Root-mean-square error = 0.099131669854929


In [6]:
# Generate top N item recommendations for a given item name
def get_recommendations(item_name, top_n=5):
    item_index = df_indexed.filter(col("item") == item_name).select("itemIndex").distinct().collect()
    if not item_index:
        print(f"No data found for item: {item_name}")
        return
    item_index = item_index[0][0]

    # Get user IDs that interacted with the given item
    user_ids = df_indexed.filter(col("itemIndex") == item_index).select("transactionIndex").distinct()
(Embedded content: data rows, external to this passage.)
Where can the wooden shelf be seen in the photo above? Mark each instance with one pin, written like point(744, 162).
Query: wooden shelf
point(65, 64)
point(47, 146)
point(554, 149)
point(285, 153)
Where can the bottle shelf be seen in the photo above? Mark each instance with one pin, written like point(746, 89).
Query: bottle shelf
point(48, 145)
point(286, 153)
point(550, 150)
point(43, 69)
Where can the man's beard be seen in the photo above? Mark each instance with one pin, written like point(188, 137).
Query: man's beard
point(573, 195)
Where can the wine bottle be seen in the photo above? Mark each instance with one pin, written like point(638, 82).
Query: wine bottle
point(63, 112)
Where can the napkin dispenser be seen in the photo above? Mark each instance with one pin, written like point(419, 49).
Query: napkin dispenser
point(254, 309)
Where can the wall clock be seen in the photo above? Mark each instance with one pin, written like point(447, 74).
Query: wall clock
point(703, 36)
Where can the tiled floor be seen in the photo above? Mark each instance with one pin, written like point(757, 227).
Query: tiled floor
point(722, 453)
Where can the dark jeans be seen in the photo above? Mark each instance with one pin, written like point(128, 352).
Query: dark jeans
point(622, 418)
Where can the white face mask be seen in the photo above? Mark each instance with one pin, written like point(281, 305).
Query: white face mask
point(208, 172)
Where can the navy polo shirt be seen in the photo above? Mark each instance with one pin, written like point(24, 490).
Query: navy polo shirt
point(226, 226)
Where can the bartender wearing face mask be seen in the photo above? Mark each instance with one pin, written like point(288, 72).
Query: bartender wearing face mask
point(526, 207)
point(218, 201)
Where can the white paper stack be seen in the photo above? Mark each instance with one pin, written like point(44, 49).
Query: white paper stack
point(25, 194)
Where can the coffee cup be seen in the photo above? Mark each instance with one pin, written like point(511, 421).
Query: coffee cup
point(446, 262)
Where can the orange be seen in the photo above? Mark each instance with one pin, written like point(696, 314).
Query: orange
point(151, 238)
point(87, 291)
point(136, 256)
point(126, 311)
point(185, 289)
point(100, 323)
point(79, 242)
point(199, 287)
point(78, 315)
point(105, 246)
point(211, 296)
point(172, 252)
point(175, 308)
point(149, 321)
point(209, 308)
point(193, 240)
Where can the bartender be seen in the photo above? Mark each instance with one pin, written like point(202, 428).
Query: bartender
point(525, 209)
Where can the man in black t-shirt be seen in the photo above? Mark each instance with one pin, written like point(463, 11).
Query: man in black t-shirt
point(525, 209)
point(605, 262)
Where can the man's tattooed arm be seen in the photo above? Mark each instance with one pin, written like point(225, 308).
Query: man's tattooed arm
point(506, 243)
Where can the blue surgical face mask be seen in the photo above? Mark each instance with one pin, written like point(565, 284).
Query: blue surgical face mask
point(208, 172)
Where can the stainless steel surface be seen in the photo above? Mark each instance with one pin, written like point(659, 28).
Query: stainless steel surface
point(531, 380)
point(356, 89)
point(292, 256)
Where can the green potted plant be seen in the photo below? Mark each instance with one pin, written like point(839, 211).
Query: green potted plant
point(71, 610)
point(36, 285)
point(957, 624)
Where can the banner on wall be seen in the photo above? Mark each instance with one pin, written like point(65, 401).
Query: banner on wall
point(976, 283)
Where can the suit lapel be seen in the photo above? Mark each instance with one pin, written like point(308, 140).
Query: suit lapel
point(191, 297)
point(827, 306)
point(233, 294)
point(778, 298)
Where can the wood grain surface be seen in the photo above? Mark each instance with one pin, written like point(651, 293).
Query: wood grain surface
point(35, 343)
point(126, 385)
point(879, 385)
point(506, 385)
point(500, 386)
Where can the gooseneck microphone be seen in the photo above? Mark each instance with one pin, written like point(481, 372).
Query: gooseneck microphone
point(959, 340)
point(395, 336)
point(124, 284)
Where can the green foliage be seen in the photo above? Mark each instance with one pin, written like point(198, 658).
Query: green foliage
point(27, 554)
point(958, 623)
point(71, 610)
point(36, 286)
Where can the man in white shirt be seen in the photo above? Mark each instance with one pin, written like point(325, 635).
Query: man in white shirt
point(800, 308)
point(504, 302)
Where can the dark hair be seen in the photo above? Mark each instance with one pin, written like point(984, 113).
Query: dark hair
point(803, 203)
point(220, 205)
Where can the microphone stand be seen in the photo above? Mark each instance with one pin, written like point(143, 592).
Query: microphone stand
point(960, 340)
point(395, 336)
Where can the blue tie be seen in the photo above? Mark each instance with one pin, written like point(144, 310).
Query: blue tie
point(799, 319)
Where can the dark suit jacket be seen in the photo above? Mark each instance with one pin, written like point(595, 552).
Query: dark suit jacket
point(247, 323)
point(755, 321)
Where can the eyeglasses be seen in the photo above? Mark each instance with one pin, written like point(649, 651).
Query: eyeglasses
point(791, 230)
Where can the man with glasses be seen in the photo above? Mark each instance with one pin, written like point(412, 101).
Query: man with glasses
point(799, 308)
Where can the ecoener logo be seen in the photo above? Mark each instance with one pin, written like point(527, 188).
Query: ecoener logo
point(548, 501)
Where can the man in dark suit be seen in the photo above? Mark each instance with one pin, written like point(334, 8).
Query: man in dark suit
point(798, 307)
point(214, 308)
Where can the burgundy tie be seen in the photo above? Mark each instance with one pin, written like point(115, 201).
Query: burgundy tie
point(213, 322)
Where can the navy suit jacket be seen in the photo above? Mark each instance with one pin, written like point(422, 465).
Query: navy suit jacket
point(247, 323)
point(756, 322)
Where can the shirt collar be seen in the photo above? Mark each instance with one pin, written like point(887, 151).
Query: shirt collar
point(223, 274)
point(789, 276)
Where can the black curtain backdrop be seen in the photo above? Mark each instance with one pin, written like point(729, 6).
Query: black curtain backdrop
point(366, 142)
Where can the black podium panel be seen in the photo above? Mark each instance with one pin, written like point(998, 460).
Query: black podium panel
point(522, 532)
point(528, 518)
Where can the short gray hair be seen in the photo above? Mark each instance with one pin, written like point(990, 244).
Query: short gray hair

    # Generate recommendations for these users
    user_recommendations = model.recommendForUserSubset(user_ids, top_n)

    # Collect recommendations for the given item
    rec_item_ids = set()
    for user_rec in user_recommendations.collect():
        recs = user_rec.recommendations
        for rec in recs:
            rec_item_ids.add(rec.itemIndex)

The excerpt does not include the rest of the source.